Before she could retort, he turned his attention to Mom. “I’ve actually called you in to demand, Cherylynn, that you find a new keyboardist.”
Laurie, outraged, went to stand.
“Stay in your seat,” said Mom with quiet, cool evenness, “And please let me respond.”
She focused on Schnelling. “And why is that, Dan? Laurie is incredibly talented. She has a great voice. She’s beautiful. She’s a draw.”
“She’s also a right pain in the ass,” grunted Schnelling, glowering at her.
“Fuck you!” yelled Laurie, standing, before she could stop it from blasting out of her.
But Mom didn’t chide her or get on her. Instead, she directed her gaze, darkening steadily, back to Schnelling. “I think we got this meeting on the wrong foot. Shall we try—”
“Bottom line,” interrupted Schnelling, “I am sick and tired of pushing paperwork through government offices getting her a hall pass so she can wave her teenaged butt onstage in one of my clubs. Are you aware that I have to do that every time you play, and that I—I—eat the administrative costs? It costs twenty-five dollars for every single pass. Every one. I’m sick of it. I’ve paid over six hundred fifty dollars for her. And this is the gratitude I get. No more.”
“That’s simply not true, Dan. You take that from our cut,” said Mom, making an obvious attempt to hold on to her temper. “Please don’t lie to me.
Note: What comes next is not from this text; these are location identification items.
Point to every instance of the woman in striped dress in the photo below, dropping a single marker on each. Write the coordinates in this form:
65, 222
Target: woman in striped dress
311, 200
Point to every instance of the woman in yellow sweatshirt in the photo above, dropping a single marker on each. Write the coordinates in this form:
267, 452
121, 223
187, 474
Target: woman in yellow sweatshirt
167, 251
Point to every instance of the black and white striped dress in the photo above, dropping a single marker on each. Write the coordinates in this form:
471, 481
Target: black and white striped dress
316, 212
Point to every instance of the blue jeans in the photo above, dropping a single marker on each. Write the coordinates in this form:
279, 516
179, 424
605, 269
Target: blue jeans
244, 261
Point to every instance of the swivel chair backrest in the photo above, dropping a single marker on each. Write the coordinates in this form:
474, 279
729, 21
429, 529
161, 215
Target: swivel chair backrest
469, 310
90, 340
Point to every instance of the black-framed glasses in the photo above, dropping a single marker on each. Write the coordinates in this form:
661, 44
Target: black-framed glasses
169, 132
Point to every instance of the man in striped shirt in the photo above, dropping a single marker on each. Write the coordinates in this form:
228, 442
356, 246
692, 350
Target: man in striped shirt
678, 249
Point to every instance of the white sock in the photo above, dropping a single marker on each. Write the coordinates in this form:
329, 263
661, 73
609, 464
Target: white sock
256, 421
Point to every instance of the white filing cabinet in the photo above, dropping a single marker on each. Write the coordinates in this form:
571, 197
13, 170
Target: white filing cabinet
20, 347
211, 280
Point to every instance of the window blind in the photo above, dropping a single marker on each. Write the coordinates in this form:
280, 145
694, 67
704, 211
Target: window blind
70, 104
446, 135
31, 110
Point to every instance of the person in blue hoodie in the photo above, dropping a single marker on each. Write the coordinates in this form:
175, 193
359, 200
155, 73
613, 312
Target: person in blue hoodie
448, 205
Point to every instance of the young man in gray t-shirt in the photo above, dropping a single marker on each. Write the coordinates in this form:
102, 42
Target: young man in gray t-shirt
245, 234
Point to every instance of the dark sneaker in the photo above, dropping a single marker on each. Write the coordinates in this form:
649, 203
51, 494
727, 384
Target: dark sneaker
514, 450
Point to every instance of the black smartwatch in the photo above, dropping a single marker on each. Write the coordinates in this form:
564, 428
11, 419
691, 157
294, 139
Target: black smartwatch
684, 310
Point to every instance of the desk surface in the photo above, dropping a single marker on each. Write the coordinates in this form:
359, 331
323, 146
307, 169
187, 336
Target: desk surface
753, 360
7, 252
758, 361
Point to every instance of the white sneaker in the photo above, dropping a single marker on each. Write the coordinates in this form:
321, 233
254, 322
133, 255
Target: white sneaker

We are the ones paying for her ‘administrative costs.’ ”
She gazed up at her. “Please sit down.”
“What’s the point?” demanded Laurie. “He wants me gone!”
“That’s right!” yelled Schnelling, also standing. “Minors in clubs should be outlawed! And in fact, if the legislature gets its way next year, you will be gone from every club in the state!”
“Could we...?” Mom glanced at her, then at Dan “... could we put a lid on the tempers here for a moment? Please? I would like to have a civil conversation. Laurie, sit down. Sit—down. Thank you. Dan? Please? Thank you. I don’t understand—legislature?”
“It doesn’t matter,” Schnelling said at the same time Laurie did.
An awkward silence passed. Ten seconds.
“Laurie is part of our group,” said Mom quietly. “She’s family. She’s not going anywhere. She helps to sell out your clubs.”
“For what I pay Meadowlark to play, I barely scrape enough cash to buy myself a club soda at last call. I’d make more money with a DJ—even a crappy one. Bottom line: find yourself a new keyboardist, or find new clubs to play in. I’m being more than generous here. Now if you’ll excuse me, the mayor is coming in. Please excuse yourselves before he gets here.”